A few years ago I had a boss who told me, “You don’t need to learn anymore. You know what you need. Now you just need to do.”
It was a compelling thought. A hopeful thought. It was also an utterly terrifying thought because I couldn’t have felt farther from knowing anything about anything.
Steve - I’ve mentioned him before - had gone through his own crucible. He’d built up a company with his brother, and because of some disagreement or another, he was ejected from his company and “lost everything,” as he told me. Millions of dollars, allegedly. He had been about the same age that I am now, and he was faced with starting over. He had all the accoutrements of man his age - wife, kids, mortgage, etc.
He’d gone through his own wanderjahr, starting emergency triage companies only to abandon them. Eventually he landed at a company that he’d helped to found two decades before, and by that point he was ready to rock & roll. And rock & roll he did. He created a position for himself, grabbed the company’s operations by the throat, and increased revenue from $5 million annually to about $30 million in about five years.

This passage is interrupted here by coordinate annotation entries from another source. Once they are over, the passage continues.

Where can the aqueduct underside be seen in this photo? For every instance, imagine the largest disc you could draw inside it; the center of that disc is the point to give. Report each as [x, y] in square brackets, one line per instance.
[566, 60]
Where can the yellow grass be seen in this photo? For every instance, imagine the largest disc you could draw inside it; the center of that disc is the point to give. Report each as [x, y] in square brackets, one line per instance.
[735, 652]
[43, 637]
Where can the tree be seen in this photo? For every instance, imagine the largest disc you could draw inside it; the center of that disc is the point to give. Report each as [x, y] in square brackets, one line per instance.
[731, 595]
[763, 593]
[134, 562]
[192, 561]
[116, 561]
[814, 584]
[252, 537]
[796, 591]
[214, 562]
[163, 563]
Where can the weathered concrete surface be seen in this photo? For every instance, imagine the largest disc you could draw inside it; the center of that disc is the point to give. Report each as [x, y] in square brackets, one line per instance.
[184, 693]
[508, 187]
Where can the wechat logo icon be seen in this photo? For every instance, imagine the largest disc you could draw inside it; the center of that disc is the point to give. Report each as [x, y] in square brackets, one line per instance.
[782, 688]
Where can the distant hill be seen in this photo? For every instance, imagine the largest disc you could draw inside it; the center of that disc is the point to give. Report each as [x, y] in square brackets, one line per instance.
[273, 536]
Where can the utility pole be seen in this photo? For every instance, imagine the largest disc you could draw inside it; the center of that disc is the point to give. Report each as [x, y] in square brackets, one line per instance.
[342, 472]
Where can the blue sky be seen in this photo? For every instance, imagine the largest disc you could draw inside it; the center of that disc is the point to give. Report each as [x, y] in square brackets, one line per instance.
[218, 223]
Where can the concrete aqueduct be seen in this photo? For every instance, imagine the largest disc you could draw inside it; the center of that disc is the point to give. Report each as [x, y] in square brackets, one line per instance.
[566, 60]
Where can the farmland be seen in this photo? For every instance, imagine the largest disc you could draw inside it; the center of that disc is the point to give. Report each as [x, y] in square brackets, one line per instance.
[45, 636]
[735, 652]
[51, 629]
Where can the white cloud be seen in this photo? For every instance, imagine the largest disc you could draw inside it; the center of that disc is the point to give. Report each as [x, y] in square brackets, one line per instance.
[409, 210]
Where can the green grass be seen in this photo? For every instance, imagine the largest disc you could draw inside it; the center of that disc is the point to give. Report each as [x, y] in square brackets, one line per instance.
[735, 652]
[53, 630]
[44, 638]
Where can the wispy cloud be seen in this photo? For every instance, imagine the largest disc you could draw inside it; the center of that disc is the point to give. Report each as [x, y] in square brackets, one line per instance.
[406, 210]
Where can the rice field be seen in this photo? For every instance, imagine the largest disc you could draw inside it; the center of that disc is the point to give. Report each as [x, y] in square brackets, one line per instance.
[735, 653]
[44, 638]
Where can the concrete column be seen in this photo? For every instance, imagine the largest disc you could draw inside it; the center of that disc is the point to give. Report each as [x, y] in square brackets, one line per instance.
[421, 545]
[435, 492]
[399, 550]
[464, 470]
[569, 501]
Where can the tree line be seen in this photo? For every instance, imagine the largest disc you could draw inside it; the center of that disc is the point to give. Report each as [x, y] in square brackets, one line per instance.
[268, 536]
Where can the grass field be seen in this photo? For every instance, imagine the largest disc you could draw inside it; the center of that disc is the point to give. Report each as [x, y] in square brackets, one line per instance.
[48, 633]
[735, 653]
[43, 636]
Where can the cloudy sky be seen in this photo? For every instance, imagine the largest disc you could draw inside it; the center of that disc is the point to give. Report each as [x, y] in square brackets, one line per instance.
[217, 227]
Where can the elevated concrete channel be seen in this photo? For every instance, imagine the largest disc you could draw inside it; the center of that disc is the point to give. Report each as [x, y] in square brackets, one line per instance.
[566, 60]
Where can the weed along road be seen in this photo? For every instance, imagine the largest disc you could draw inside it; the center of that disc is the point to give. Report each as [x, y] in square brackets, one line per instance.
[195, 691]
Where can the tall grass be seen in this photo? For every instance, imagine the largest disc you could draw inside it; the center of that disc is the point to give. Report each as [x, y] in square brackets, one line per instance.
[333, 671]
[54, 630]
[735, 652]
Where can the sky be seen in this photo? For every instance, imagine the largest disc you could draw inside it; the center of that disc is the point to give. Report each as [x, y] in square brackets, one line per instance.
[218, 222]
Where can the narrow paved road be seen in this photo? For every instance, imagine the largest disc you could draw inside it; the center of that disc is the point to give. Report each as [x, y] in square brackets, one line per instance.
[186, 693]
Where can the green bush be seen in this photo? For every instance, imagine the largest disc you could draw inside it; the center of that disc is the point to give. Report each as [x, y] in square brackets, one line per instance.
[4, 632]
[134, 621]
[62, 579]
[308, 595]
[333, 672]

Inspiring, to say the least.
So, when this guy, whose advice included such gems as, “I need you to stop being a [pansy],” (he didn’t say “pansy”) and, “You need to learn how to make grown men cry,” took me out to lunch for a pep talk, I was all ears. After all, this was only a couple of months after the company I’d been building for a decade collapsed faster than a Soviet-made nuclear reactor. I needed more than direction - I needed light.